Judge Blocks Rob Bonta's Blackjack Ban at California Cardrooms

Judge Blocks Rob Bonta's Blackjack Ban at California Cardrooms

San Francisco Superior Court Judge Richard Darwin blocked rob bonta’s attempt to ban blackjack at California cardrooms, temporarily stopping regulations from the Bureau of Gambling Control from taking effect this week. The preliminary injunction keeps the dispute alive for about 80 private poker rooms while the state and cardrooms continue fighting over whether blackjack can remain part of their business.

The ruling matters beyond the gaming tables. The regulations threatened taxes on table games that many local governments across California rely on, and the fight has become a yearslong contest between cardrooms and casino-owning tribes over gambling in the state.

Darwin’s injunction

Darwin issued the preliminary injunction last month, blocking regulations that would have removed blackjack from cardrooms. The rules came from Bonta’s Bureau of Gambling Control and were set to take effect this week. Cardrooms are private businesses that host poker and other card games.

The order does not resolve the larger dispute over whether California’s cardrooms can keep the model they have used for years. It only pauses the state’s latest effort to stop blackjack while the legal fight continues.

Taxes and donations

Local governments are part of the fight because the regulations threatened to wipe out taxes on table games that many of them depend on. That financial stake runs alongside a political one: 27 of the state’s casino-owning tribes have donated at least $15.8 million to current members of the state Legislature, while 26 cardrooms and affiliated companies have given at least $2.8 million.

Cardrooms have donated at least $244,000 to Bonta since 2012. Tribes have donated $531,000 to him since 2012. Bonta is up for reelection this year, and he stopped accepting campaign donations from the gambling factions before he began implementing the regulations.

Rob Bonta and tribal gaming

Jonathan Underland, Bonta’s campaign spokesperson, said, “Contributions have never impacted the Attorney General’s decision-making process,” and added, “The constitution is a hard line, and Rob Bonta is committed to enforcing it.” He also said, “California voters made their decision on tribal gaming in 1998, and reaffirmed it two years later,” pointing to the ballot history behind tribal gaming rights.

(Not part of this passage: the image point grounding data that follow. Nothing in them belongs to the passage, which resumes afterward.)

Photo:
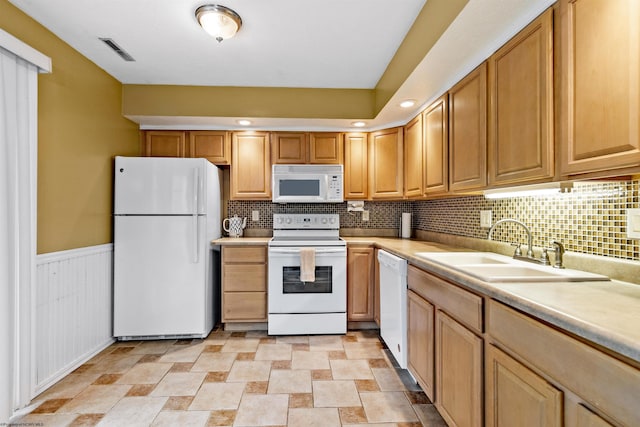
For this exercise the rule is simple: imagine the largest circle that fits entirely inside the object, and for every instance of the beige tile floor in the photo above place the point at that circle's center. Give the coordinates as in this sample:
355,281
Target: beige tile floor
239,379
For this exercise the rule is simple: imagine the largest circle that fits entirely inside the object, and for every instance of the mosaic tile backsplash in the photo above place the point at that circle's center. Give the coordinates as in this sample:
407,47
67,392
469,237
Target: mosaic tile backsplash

Mike Gatto, a former Democratic lawmaker from Los Angeles, described the stalemate this way: “It keeps the fight going; it keeps the two very powerful interests caring about what goes on at the Legislature, and therefore it keeps the campaign contributions moving as well,”

The injunction leaves California’s cardrooms operating under the status quo for now, but it also keeps the core question in court: whether the state can force blackjack out of a business sector that includes about 80 rooms and reaches local budgets across the state.